I am trying to find the general solution of $x^{2} u_{xx} -2xy u_{xy} + y^{2} u_{yy} = e^{x}$. The equation is parabolic as the only root of the characteristic equation is $\lambda = \frac{y}{x}$. Changing variables to $\xi (x,y) = xy, \eta (x, y) = y$, one gets that the canonical form of the aforementioned PDE is
$ v_{\eta \eta} - \frac{2 \xi}{\eta ^2} v_{\xi} - \frac{1}{\eta ^2} e^{\frac{\xi}{\eta}} = 0. $
I know it's possible to find an explicit expression for the general solution, but I don't know how to do it.
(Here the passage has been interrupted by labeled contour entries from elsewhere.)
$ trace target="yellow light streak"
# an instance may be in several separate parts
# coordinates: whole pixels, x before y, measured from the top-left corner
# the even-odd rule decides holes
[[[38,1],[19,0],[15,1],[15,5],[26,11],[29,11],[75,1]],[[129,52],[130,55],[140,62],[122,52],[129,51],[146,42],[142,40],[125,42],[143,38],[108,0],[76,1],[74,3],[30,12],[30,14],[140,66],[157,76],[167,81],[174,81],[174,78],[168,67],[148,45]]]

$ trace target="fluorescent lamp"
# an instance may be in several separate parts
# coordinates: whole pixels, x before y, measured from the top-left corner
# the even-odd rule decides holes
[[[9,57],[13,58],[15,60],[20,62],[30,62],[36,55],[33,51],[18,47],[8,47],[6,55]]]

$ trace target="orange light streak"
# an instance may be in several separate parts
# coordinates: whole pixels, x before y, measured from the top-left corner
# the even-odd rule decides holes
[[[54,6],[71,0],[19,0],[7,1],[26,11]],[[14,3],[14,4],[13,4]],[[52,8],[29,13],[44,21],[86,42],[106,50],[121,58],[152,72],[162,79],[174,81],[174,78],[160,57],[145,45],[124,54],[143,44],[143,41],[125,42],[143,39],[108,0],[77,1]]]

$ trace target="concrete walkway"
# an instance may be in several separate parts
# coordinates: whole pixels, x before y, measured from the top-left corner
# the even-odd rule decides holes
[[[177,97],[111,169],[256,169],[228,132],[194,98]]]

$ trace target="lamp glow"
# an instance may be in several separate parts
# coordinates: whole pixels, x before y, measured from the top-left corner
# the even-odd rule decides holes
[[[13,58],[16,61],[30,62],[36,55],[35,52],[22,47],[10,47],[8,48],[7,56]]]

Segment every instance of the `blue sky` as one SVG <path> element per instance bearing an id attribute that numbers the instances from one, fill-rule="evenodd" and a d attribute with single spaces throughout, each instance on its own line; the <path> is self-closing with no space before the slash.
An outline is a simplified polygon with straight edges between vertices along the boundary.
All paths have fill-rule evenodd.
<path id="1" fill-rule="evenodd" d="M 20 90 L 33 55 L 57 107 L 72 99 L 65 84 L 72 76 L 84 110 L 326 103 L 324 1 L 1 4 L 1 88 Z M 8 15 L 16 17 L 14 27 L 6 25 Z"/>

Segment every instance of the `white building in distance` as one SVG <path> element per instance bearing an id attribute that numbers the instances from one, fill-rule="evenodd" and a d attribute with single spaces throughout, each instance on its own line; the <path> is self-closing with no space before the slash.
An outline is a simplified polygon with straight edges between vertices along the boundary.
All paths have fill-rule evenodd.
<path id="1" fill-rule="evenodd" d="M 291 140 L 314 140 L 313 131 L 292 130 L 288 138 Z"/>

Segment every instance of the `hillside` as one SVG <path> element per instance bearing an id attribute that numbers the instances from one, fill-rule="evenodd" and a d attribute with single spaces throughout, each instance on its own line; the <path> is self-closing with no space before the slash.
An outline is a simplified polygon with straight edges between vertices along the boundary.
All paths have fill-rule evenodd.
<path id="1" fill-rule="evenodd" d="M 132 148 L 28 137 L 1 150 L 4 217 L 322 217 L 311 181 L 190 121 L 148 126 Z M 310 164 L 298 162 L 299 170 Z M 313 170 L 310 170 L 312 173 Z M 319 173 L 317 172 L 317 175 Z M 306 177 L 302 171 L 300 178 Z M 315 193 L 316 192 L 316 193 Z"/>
I have tried to approach the problem by finding first the general solution of the homogeneous case (taking the $e^{\frac{\xi}{\eta}}$ out of the equation), but I still don't know what to do.
:(
We could try to separate variables with $u(x,y)=f_1(x)+f_2(y)$
This leads to $$x^{2} \left(\frac{d^{2}}{d x^{2}}\mathit{f_1}\! \left(x\right)\right)+y^{2} \left(\frac{d^{2}}{d y^{2}}\mathit{f_2}\! \left(y\right)\right)={\mathrm e}^{x}$$
This equation can be solved by the identities: $$\frac{d^{2}}{d x^{2}}f_{1}\! \left(x\right)=\frac{k}{x^{2}}+\frac{{\mathrm e}^{x}}{x^{2}}$$
$$\frac{d^{2}}{d y^{2}}f_{2}\! \left(y\right)=-\frac{k}{y^{2}}$$
Verify: $$x^{2}\cdot \left(\frac{k}{x^{2}}+\frac{{\mathrm e}^{x}}{x^{2}}\right)+y^{2}\cdot \left(-\frac{k}{y^{2}}\right)=e^{x}$$
Now we can solve both separated ODEs:
$$\mathit{f_1}(x)= \mathrm{Ei}\! \left(x\right)\cdot \left(x-1\right)-{\mathrm e}^{x}-k\cdot \ln\! \left(x\right)+c_{1}\cdot x+c_{2}$$
$$f_{2}(y)= k\cdot\ln\left(y\right)+C_{1} y+C_{2}$$
HINT: $Ei(z)$ is the exponential integral.
Finally we get
$$u(x,y)=\mathrm{Ei}\! \left(x\right)\cdot \left(x-1\right)-{\mathrm e}^{x}+c_{1}\cdot x+c_{2}+k\cdot \ln\! \left(\frac{y}{x}\right)+C_{1}\cdot y+C_{2}$$
$[k, c_1, c_2, C_1, C_2] \in \mathbb{R}$ are arbitrary constants.
PS I'm not pretty sure if this is the most general solution.